# The Ghost Phone, Back from the Dead!



## Ghost Ninja (Aug 25, 2013)

So I've been working on this project since last year. I know that there are different ways of doing this… so here is mine. My idea was started by the foreign nature the old type of corded phones are to today's kids. Many of today's kids only know cell phones or maybe cordless phones at home. Stiltbeast kicked me into high gear when he suggested an old phone may be spooky today on one of his videos (Thanks Alan).


So I began by insisting that the phones real bells or ringer work. I know that I could easily hook up an MP3 sound file or even some other kind of ringer under the phone. But no, not for me. So this last weekend I finally wrapped it up. The problem is that you can't energize the phone's ringer without getting into dangerously high voltage (despite the thin wires) or expensive customized power sources used in live theater. I found a way to do it and added in some clever info from KipKay's ghost phone video too (Thanks Kip!) 


So … I give you my first tut and my take on the Ghost Phone.


Parts Needed:
Old style phone with cord and handset,Ebay $5.00
Simple door buzzer, Home Depot $8.00
Doorbell transformer, $12 (I got anopen box discount for $10) 
Round Single Gang Junction Box andCover, Home Depot about $4
Christmas Tree Light Floor Button, BigLots out of season clearance $3 (Thanks again to Stiltbeast)
Small MP3, Ebay $4
Over the Ear Headphones, Big Lots $5
Various wire clamps, rubber grommets,screws, scrap wood, zip ties, thin stiff wire and two wire nuts.
Total about $40 +/-


Step One: Gut the phone innards but keep the two bells and hammer assembly intact. Also be sure to keep the wires coming out of the little gizmo where the buttons go down to hang up the phone. You'll see where the raising and lowering of the handset changes the connecting wire contacts.










Step Two: Remove the buzzer cover and save for some kind of robot costume or cool steam punk utility belt. Carefully cut the metal body of the buzzer so that it fits right alongside the hammer. Trim a small piece of wood to support the buzzer body so that it is at about the same level as the bell hammer. You'll need to drill a small hole at the end of the metal buzzer bar that move back and forth making the buzz. Attach a small section of stiff wire from the hole that you drilled to the end of the hammer. Some tweaking will be needed but more on that later.

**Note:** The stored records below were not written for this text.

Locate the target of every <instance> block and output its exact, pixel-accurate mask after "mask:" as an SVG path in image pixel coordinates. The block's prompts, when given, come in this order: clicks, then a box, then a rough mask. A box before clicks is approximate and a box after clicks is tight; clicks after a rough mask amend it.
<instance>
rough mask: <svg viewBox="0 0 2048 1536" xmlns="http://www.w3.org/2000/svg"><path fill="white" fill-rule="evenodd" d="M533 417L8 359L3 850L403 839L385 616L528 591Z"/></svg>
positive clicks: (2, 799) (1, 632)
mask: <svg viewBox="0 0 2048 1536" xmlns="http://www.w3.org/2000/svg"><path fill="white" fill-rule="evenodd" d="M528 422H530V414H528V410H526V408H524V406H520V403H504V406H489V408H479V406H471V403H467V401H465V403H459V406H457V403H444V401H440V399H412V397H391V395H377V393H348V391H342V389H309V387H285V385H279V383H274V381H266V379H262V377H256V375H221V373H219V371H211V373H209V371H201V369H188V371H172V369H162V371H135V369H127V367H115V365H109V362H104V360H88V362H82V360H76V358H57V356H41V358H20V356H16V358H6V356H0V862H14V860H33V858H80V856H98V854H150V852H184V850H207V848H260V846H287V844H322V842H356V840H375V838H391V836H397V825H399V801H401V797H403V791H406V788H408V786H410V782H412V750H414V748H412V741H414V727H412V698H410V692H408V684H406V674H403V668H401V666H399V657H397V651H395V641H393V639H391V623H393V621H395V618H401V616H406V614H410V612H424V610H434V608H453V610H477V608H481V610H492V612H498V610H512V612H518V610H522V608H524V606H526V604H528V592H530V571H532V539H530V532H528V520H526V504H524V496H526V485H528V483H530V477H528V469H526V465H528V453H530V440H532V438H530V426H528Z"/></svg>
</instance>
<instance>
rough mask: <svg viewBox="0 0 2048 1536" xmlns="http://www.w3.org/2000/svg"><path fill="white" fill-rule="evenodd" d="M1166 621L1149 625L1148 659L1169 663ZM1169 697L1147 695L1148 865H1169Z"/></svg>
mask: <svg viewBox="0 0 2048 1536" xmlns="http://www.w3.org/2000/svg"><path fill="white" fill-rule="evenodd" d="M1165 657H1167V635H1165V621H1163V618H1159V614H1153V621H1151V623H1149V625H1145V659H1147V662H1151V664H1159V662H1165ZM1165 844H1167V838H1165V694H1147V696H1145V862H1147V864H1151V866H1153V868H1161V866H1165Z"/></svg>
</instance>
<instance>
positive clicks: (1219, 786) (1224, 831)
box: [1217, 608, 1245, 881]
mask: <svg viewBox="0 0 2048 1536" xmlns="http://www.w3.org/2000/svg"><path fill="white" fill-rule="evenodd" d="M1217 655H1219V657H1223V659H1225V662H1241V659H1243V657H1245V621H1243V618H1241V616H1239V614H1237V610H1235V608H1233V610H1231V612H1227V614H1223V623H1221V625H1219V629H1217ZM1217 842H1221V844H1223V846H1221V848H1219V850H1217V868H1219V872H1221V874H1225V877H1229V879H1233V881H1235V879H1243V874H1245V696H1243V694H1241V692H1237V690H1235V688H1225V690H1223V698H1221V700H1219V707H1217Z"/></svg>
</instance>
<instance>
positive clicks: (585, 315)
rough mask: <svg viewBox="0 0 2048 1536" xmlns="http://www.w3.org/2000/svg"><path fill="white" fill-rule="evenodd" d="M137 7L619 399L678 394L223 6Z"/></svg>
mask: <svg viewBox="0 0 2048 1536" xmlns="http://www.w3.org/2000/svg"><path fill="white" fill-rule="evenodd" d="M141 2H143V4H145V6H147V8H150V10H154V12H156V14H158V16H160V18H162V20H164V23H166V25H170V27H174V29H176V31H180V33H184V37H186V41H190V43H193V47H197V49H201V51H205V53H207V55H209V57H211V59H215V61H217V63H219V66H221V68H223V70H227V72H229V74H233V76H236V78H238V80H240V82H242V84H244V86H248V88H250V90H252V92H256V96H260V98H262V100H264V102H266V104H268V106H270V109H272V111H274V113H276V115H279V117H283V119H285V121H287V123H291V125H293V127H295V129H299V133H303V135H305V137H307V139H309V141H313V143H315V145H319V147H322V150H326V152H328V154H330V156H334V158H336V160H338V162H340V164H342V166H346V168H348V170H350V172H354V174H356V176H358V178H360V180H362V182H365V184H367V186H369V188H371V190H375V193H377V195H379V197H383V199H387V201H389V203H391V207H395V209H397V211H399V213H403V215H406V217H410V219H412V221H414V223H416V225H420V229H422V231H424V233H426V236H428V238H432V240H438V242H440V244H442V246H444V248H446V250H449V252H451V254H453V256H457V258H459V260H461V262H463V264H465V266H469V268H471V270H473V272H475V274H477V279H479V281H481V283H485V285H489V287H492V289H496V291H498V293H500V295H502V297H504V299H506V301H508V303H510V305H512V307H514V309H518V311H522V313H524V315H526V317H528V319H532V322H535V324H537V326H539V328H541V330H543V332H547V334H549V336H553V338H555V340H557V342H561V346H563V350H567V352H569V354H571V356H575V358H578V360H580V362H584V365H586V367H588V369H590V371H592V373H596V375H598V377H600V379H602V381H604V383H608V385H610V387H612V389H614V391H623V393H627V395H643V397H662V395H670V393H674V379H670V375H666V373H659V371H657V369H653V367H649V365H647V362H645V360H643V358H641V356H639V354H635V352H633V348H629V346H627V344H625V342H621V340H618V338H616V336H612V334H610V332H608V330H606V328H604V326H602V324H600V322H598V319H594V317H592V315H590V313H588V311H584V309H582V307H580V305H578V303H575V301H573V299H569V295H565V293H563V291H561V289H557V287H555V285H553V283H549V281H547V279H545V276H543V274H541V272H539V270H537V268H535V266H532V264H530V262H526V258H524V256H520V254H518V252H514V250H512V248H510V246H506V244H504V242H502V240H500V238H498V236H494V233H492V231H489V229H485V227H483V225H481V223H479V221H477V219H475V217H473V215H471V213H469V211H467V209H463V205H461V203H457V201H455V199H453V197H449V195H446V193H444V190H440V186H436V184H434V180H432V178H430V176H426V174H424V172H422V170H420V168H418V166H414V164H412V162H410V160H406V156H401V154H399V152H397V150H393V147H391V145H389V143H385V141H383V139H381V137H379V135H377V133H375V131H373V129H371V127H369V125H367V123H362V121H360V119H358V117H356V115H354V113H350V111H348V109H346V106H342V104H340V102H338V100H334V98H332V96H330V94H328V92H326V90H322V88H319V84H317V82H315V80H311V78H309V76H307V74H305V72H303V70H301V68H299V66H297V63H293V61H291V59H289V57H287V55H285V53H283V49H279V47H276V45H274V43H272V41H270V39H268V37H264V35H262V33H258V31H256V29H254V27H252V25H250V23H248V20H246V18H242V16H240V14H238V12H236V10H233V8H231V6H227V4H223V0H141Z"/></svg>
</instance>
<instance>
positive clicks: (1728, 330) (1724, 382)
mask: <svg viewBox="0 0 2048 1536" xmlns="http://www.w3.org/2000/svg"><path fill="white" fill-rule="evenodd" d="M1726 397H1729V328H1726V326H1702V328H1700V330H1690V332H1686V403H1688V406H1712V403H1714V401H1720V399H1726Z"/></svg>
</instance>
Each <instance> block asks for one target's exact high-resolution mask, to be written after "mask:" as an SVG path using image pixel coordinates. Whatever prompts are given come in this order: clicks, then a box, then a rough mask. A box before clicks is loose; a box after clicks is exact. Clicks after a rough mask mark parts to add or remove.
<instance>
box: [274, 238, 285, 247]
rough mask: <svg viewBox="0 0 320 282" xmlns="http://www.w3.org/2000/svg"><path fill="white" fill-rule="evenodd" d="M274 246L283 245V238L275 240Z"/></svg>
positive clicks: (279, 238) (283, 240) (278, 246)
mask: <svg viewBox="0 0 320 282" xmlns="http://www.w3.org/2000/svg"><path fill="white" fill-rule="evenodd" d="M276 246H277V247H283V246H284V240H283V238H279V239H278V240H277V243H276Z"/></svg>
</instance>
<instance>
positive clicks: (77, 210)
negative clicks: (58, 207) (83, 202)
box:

Step Three: Connect the incoming phone line cord (not the curly one) to the buzzer. I cut off two of the four wires, any two and hooked one of them up to the body and the other to the set screw as indicated by the directions that came with it. This is easy there are only two screws anyways. The cord has a metal clip to secure it to the base of the phone, which I clamped down tightly. I also zip-tied the cord to the bell base just to be sure. You can see the green and red wires in the pic above.


Step Four: Open the handset receiver and remove the speaker. Like Kipkay said, it's kind of cool so save it for something else down the line. Replace the speaker with a speaker from the headset. Mine was too big to fit until I dismantled it and it fit like a glove. I cut off the screw connector ends from the handset and soldered them (white wires) directly to the speaker. Note which color wires you soldered to the speaker and cut the other two off from the other end of the coiley cord.











Step Five: On the phone end, connect the metal clip to phone, clamp and zip tie like the other cord. Connect the two white wires from the coiley cord to the brown and white colored wire coming out from the “hanger-upper-thingy-majig”.










Step Six: Cut the wire off of the over the ear headset so that you have the jack and a short length of wire. Splice and separate the four wires. I combined the two pairs into two wires. You may have to scrape or sand the insulation off of the two of the wires for a better contact. Now connect these two wires to the green and yellow wires coming out of that little do-dad that I mentioned in step six.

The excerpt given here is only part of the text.